Huffman coding is a compression algorithm that can be used to compress lists of characters.
In a normal, uncompressed text, each character is represented by the same number of bits (usually eight). In Huffman coding, each character can have a bit representation of a different length, depending on how common a character is: the characters that appear often in a text are represented by a shorter bit sequence than those being used more rarely. Every huffman code defines the specific bit sequences used to represent each character.
A Huffman code can be represented by a binary tree whose leaves represent the characters that should be encoded. The code tree below can represent the characters A to H.

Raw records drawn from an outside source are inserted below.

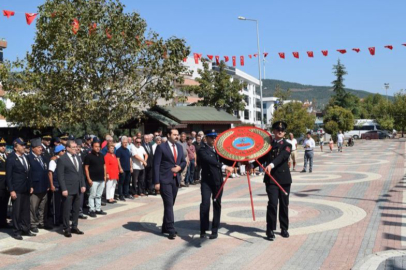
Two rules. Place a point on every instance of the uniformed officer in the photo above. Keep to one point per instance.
(212, 178)
(277, 160)
(4, 194)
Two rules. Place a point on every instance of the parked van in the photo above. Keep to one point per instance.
(362, 126)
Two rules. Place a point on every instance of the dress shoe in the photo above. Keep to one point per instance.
(29, 233)
(76, 231)
(270, 235)
(101, 212)
(213, 236)
(285, 234)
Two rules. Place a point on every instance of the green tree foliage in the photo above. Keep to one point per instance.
(296, 117)
(338, 118)
(218, 90)
(106, 73)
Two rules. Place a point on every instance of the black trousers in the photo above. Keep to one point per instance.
(4, 198)
(275, 194)
(21, 213)
(70, 203)
(207, 192)
(168, 194)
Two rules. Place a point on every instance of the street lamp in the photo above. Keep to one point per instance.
(259, 69)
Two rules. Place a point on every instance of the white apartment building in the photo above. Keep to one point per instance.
(252, 112)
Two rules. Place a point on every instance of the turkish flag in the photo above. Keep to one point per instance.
(75, 26)
(8, 13)
(30, 17)
(217, 60)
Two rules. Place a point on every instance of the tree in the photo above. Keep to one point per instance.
(217, 89)
(399, 111)
(296, 117)
(107, 72)
(338, 118)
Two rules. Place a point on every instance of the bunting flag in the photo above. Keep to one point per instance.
(30, 17)
(75, 26)
(217, 60)
(8, 13)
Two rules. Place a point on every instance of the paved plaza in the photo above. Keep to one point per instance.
(347, 214)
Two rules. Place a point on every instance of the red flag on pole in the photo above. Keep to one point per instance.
(8, 13)
(30, 17)
(75, 26)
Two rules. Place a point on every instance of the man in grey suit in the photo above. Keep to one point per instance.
(72, 182)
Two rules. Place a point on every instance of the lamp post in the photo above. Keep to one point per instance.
(259, 68)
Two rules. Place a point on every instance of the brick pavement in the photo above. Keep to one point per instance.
(347, 214)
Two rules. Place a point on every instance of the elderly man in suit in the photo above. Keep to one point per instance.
(169, 161)
(40, 184)
(72, 183)
(19, 184)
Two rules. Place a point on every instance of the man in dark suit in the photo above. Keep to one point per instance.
(40, 184)
(277, 160)
(146, 143)
(72, 183)
(4, 194)
(212, 179)
(169, 161)
(19, 185)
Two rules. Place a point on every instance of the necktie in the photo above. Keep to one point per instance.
(174, 155)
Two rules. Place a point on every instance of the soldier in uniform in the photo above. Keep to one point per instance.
(4, 194)
(212, 179)
(277, 160)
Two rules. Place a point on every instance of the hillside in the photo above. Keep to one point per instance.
(302, 92)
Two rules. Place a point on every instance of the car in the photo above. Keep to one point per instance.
(375, 134)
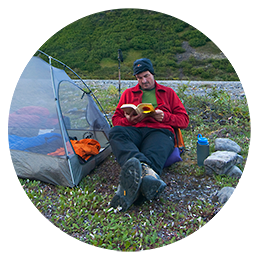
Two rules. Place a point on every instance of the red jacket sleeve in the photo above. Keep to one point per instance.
(177, 116)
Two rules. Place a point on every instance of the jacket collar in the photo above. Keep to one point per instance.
(158, 87)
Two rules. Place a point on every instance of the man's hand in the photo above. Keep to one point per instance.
(158, 115)
(133, 118)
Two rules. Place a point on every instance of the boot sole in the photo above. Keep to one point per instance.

The leaf nodes have associated with them a weight which denotes the frequency of appearance of that character. In the example below, the character A has the highest weight 8, while F for example has weight 1. Every branching node of the code tree can be thought of as a set containing the characters present in the leaves below it. The weight of a branching node is the total weight of the leaves below it
For a given Huffman tree, one can obtain the encoded representation of a character by traversing from the root of the tree to the leaf containing the character. Along the way, when a left branch is chosen, a 0 is added to the representation, and when a right branch is chosen, 1 is added to the representation. Thus, for the Huffman tree above, the character D is encoded as 1011.
Decoding also starts at the root of the tree. Given a sequence of bits to decode, we successively read the bits, and for each 0, we choose the left branch, and for each 1 we choose the right branch. When we reach a leaf, we decode the corresponding character and then start again at the root of the tree. As an example, given the Huffman tree above, the sequence of bits,10001010 corresponds to BAC.